Come si può vedere dall'immagine precedente, supponendo di voler creare un collegamento rapido sul desktop a Paint, clicchiamo su Icon per scegliere l'icona più rappresentativa per quest'applicazione (in questo caso l'originale tavolozza); clicchiamo su Target per scegliere dall'elenco Paint. Clicchiamo su Apply per creare lo shortcut.

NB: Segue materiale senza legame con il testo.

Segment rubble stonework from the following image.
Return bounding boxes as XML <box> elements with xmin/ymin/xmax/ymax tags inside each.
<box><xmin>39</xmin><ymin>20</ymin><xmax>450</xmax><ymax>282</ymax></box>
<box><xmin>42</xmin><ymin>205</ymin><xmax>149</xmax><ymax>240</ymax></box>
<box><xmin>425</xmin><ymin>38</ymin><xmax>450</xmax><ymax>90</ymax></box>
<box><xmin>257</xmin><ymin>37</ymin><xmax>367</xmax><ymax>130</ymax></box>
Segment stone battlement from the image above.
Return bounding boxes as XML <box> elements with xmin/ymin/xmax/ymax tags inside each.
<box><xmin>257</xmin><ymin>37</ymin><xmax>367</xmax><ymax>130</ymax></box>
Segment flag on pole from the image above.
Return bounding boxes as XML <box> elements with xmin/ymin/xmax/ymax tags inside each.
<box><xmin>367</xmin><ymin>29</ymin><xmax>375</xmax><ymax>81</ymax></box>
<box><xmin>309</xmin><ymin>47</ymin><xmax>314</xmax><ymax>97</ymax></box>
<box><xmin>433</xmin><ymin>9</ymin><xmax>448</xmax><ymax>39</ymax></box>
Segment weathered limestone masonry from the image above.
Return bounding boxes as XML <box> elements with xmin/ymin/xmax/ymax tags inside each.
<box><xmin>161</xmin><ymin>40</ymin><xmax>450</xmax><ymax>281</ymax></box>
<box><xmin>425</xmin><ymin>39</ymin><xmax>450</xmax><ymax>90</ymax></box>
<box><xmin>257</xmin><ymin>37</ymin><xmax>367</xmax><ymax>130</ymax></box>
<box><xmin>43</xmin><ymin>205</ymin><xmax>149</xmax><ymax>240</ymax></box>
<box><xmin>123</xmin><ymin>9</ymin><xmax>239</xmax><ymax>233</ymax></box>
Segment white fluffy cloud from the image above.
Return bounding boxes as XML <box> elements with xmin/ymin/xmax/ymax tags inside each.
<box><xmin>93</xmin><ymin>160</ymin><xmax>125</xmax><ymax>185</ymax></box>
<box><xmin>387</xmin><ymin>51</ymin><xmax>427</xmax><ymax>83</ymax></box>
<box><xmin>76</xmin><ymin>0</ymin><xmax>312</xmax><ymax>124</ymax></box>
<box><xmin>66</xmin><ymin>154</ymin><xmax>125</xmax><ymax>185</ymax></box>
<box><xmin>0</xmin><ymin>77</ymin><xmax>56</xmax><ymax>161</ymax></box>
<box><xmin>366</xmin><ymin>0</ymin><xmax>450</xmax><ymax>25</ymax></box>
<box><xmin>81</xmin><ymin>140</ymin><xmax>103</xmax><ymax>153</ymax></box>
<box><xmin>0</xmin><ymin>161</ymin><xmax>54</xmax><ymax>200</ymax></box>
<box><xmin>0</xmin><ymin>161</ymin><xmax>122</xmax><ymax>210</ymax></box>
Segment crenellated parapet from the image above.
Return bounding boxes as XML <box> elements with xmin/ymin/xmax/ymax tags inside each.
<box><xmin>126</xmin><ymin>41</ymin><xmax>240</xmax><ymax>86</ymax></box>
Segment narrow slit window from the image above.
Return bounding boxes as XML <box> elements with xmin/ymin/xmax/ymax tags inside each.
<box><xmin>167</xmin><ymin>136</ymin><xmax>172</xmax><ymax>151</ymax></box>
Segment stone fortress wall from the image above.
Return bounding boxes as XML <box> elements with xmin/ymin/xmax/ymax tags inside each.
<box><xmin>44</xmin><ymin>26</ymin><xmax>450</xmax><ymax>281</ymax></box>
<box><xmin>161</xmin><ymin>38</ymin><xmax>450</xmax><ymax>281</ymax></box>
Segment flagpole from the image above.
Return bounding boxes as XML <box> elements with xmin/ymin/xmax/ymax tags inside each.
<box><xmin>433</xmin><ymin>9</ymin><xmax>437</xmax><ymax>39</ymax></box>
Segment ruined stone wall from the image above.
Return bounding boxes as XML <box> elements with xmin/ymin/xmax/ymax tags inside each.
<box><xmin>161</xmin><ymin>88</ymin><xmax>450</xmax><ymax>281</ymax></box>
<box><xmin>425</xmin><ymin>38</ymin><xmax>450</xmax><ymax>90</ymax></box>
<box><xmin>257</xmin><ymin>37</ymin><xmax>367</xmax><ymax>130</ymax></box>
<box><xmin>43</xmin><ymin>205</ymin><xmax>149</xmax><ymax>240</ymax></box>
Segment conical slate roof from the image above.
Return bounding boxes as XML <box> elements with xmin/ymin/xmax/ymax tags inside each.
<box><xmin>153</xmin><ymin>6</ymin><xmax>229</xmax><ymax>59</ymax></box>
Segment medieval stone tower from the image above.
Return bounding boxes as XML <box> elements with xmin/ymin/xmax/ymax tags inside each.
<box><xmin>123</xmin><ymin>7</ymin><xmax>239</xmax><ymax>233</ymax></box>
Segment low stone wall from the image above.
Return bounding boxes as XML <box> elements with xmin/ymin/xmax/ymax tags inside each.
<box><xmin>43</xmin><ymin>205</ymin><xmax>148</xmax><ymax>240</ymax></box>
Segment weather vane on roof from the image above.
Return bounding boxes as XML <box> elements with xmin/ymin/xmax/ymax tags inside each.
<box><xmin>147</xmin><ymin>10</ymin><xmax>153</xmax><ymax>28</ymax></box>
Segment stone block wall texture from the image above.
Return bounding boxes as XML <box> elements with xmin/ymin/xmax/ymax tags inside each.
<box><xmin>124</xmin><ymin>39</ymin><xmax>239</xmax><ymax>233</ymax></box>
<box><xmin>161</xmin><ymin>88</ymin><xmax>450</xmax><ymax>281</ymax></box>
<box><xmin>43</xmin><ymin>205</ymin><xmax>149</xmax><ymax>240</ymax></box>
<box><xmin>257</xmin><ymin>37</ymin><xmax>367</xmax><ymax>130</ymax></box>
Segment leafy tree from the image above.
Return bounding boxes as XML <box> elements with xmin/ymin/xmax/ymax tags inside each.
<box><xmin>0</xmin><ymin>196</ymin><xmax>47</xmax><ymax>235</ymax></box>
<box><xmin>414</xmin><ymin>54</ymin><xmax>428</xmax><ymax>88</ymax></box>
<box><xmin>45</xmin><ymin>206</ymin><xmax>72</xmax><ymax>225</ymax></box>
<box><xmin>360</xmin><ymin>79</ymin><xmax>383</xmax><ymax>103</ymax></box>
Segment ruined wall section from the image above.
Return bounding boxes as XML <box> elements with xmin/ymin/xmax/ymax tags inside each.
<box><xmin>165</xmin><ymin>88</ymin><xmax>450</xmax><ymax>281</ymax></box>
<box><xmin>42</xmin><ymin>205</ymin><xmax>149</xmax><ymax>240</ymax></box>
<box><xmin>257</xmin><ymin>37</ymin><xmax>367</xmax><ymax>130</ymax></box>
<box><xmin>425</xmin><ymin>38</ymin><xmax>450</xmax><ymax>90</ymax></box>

Il client e-mail di Cloudo

Come sistema operativo online, Cloudo non poteva non fornire un client e-mail molto simile a quello di Opera Browser. Anche questa applicazione è accessibile da Finder, nell'elenco Applications, cliccando su Mail. All'apertura dell'account, infatti, ci viene assegnato un indirizzo e-mail, che è possibile conoscere generando un nuovo messaggio di posta elettronica: di solito è un indirizzo del tipo nomeutente@cloudo.com

Figura 7: Il client di posta elettronica
Il client di posta elettronica

Conclusione

Cloudo offre numerose altre caratteristiche che è possibile vedere grazie a una serie di piccoli video pubblicati sul sito; la tecnologia su cui si basa questa webapp è ormai collaudata e non riserva sorprese spiacevoli: un servizio in hosting che poggia su un server Lamp. Ma soprattutto questo servizio è una piattaforma open e può pertanto fare affidamento sul lavoro di sviluppatori che vogliano implementare nuove funzionalità.